The third keynote speaker, family therapy pioneer Salvador Minuchin, described his own journey from simplicity to complexity in his work with the poor. It took him years, Minuchin confessed, to realize that he paid too much attention to his model and not enough to the political forces that shape people’s lives. However well-intentioned public agency therapists may be in trying to help poor families, he warned, if they don’t recognize the destructive impact of the larger system they represent on the lives of the people they’re trying to help, they may end up doing more harm than good.
The power of the Symposium is felt not only in its massive plenary sessions, but in the shared moments of illumination and discovery that occur unpredictably through the 125 workshops on its program. This year’s Symposium marked the debut of the Open Space, an opportunity for attendees to form small, informal groups on any common interests that they wished. The groups proved to be a way for some people to bring the tumult and overstimulation of the Symposium to a more manageable level. “I’ve been feeling so lonely this weekend,” one Open Space participant said. “But now I feel that I’m right where I need to be.” One Open Space group, meeting to discuss Cornel West’s comment that every white American was infected with some degree of racism, became an instant support group. Several of the white attendees agreed that West was right, that they did harbor thoughts ranging from condescending to hostile and acknowledging those thoughts actually created harmony.
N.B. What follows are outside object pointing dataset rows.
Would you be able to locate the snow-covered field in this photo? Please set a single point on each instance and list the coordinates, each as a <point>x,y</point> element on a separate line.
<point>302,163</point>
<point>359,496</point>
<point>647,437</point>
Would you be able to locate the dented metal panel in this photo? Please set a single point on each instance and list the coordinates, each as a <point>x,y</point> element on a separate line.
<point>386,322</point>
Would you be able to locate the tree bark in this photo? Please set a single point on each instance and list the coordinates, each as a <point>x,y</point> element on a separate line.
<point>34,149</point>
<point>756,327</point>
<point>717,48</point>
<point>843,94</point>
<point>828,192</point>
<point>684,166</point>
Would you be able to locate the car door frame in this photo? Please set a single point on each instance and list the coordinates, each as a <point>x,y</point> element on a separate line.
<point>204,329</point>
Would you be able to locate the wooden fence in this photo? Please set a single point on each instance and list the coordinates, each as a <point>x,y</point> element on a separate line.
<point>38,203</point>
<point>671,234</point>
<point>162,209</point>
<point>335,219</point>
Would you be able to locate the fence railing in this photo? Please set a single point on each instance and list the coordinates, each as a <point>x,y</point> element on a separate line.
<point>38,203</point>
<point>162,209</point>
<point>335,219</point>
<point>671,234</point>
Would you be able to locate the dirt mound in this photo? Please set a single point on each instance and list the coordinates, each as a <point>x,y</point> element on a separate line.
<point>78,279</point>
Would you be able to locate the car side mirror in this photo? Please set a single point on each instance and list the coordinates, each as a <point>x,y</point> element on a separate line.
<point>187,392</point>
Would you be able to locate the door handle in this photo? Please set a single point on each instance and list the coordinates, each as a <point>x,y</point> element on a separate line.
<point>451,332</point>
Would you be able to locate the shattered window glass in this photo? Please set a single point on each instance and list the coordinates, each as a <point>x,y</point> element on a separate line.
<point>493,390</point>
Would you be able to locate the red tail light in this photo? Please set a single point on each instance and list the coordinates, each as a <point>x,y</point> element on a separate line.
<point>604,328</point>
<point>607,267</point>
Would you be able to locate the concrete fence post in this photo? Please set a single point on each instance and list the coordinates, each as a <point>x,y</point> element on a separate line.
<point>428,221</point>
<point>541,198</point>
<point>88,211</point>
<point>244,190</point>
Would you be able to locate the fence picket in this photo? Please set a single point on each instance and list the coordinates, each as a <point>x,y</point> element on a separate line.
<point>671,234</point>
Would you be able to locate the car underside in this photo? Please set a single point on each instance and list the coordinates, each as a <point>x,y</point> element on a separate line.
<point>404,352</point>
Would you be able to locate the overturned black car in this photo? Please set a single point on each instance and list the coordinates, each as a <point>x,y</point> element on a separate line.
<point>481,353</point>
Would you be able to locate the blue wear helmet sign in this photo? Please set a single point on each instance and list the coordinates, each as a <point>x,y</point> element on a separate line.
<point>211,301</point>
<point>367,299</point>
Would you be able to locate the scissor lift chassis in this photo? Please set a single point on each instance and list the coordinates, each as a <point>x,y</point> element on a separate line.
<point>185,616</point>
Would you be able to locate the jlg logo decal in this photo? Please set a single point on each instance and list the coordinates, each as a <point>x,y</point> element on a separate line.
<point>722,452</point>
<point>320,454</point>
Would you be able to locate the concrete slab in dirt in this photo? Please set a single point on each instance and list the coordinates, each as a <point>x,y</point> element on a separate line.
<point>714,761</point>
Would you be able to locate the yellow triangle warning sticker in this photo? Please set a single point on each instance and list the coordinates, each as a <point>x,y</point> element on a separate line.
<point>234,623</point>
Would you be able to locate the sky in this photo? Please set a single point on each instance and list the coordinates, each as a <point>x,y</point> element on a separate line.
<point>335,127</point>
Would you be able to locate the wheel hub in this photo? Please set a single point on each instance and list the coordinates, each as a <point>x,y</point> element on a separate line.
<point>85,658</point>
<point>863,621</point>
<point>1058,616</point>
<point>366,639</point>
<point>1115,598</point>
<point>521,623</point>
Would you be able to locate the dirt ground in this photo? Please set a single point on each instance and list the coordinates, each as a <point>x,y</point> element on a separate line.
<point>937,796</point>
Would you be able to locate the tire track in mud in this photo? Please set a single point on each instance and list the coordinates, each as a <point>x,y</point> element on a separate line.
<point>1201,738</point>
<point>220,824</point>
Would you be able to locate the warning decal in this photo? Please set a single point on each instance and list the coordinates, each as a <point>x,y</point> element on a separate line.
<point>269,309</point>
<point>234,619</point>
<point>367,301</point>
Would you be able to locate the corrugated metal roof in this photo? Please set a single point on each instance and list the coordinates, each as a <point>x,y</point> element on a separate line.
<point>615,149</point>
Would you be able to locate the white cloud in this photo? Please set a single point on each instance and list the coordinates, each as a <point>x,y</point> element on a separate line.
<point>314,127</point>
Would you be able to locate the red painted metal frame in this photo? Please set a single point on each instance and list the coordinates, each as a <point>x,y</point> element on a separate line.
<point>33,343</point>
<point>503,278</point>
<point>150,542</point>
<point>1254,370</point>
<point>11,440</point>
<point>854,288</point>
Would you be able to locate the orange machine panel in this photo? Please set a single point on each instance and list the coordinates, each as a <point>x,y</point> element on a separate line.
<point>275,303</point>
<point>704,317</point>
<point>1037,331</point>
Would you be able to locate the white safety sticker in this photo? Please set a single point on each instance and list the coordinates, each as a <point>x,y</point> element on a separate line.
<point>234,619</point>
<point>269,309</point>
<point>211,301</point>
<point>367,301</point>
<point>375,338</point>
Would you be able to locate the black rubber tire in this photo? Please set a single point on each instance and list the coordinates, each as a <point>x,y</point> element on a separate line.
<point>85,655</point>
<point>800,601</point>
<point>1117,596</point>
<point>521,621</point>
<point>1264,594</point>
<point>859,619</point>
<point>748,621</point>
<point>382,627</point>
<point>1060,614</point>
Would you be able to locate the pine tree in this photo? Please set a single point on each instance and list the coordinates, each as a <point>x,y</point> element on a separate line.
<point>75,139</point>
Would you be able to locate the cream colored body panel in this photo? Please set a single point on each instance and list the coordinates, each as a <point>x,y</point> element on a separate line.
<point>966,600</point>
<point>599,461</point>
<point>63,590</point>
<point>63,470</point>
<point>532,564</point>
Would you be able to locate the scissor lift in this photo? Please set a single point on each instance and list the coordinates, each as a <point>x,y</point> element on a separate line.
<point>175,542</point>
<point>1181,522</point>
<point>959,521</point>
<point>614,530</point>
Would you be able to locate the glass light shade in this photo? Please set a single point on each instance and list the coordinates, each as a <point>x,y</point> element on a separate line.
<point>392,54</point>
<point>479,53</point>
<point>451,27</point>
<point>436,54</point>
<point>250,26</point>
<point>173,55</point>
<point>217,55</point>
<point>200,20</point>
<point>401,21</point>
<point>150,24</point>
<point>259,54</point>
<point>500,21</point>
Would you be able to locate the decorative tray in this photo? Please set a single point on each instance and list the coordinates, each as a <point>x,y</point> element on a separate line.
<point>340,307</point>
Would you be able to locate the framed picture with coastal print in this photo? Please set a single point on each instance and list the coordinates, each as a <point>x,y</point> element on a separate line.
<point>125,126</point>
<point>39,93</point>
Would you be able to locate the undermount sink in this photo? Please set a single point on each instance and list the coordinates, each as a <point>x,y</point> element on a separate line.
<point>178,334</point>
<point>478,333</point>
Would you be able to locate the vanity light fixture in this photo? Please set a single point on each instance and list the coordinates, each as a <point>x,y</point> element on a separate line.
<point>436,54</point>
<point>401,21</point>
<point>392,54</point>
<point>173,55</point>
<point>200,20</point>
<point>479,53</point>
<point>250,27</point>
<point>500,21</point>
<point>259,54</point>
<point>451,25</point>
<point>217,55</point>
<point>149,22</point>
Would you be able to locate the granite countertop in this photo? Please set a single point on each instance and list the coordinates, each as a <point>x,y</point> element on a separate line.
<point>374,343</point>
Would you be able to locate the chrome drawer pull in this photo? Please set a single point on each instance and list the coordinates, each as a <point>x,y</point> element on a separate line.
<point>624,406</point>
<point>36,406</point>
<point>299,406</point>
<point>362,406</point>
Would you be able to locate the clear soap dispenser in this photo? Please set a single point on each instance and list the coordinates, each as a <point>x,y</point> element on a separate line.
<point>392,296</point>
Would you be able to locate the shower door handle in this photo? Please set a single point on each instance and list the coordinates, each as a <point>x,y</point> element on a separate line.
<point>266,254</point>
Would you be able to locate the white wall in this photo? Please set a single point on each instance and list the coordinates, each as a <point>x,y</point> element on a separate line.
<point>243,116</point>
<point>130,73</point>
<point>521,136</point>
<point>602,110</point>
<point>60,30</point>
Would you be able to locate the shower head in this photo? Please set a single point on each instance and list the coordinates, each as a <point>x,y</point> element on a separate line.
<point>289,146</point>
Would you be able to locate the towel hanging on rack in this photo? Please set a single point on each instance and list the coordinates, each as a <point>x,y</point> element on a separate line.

Navigating a hotel nearly bursting with therapists of every conceivable orientation doesn’t exactly breed a sense of intimacy and simplicity. At times, the Symposium can seem like an insane marketplace purveying sanity, but for those who experience renewal while they are there, it’s about revivifying the possibility of human connection. Perhaps the ultimate marvel of human complexity is that while we keep inventing excuses and distractions to turn away from ourselves and from one another, we still yearn to touch and be touched, and, in spite of all the obstacles the world increasingly creates, we still so often succeed.